When Do Quantum Mechanical Descriptors Help Graph Neural Networks Predict Chemical Properties?

Shih-Cheng Li,Haoyang Wu,Angiras Menon,Kevin Spiekermann,Yi-Pei Li,William Green
DOI: https://doi.org/10.26434/chemrxiv-2024-7q438-v2
2024-04-04
Abstract:Deep graph neural networks are extensively utilized to predict chemical reactivity and molecular properties.

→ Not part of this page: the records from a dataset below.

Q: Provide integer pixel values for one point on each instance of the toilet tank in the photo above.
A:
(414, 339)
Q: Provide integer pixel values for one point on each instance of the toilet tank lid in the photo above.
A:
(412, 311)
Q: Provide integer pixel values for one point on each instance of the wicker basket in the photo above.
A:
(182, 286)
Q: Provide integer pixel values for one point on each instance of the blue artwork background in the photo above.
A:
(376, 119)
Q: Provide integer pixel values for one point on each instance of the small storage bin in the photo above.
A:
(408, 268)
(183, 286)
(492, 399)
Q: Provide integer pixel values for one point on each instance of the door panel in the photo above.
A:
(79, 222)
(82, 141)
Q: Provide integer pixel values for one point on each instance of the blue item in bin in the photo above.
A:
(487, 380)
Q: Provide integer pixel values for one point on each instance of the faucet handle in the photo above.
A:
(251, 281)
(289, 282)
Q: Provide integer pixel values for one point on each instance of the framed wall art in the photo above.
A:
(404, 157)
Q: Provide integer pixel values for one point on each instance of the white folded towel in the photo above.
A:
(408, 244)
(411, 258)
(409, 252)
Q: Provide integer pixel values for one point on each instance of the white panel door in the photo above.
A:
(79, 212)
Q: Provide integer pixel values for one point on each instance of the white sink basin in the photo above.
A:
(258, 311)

However, because of the complexity of chemical space, such models often have difficulty extrapolating beyond the chemistry contained in the training set. Augmented model with quantum mechanical (QM) descriptors is anticipated to improve its generalizability. However, obtaining QM descriptors often requires CPU-intensive computational chemistry calculations. To identify when QM descriptors help graph neural networks predict chemical properties, we conduct a systematic investigation of the impact of atom, bond, and molecular QM descriptors on the performance of directed message passing neural networks (D-MPNNs) for predicting 16 molecular properties. The analysis surveys computational and experimental targets, classification and regression tasks, and varied dataset sizes from several hundred to hundreds of thousands of datapoints. Our results indicate that QM descriptors are mostly beneficial for D-MPNN performance on small datasets, provided that the descriptors correlate well with the targets and can be readily computed with high accuracy. Otherwise, using QM descriptors can add cost without benefit or even introduce unwanted noise that can degrade model performance. Strategic integration of QM descriptors with D-MPNN unlocks potential for physics-informed, data-efficient modeling with some interpretability that can streamline de novo drug and material designs. To facilitate the use of QM descriptors in machine learning workflows for chemistry, we provide a set of guidelines regarding when and how to best leverage QM descriptors, a high-throughput workflow to compute them, and an enhancement to Chemprop, a widely adopted open-source D-MPNN implementation for chemical property prediction.
Chemistry
What problem does this paper attempt to address?
The paper primarily explores the role of Quantum Mechanical (QM) descriptors in predicting chemical properties using Graph Neural Networks (GNNs) and their optimal application conditions. Specifically, the paper aims to address the following key questions: 1. **Effectiveness of QM Descriptors**: The paper aims to systematically study the impact of atomic, bond, and molecular-level QM descriptors on the performance of Directed Message Passing Neural Networks (D-MPNNs) in predicting 16 different molecular properties. 2. **Impact of Dataset Size**: The study examines the effect of different dataset sizes (ranging from a few hundred to several hundred thousand data points) on model performance and analyzes the differences in performance between classification and regression tasks. 3. **Best Practices for QM Descriptors**: Based on the research findings, the paper proposes a decision flowchart to guide how and when to best utilize QM descriptors to enhance the performance of GNN models. 4. **Computation and Integration of QM Descriptors**: The paper provides a high-throughput workflow for computing these descriptors and improves the Chemprop software package to support the efficient integration of QM descriptors. The core objective of the paper is to determine when QM descriptors help improve the accuracy of GNNs in predicting chemical properties, especially in data-limited scenarios. The study finds that QM descriptors are generally beneficial for smaller datasets, provided that these descriptors are highly relevant to the target properties and can be accurately computed. However, as the dataset size increases, the advantage of QM descriptors gradually diminishes. Additionally, the paper offers a series of recommendations on how to select and effectively utilize QM descriptors to optimize model performance and streamline the design process of new drugs and materials.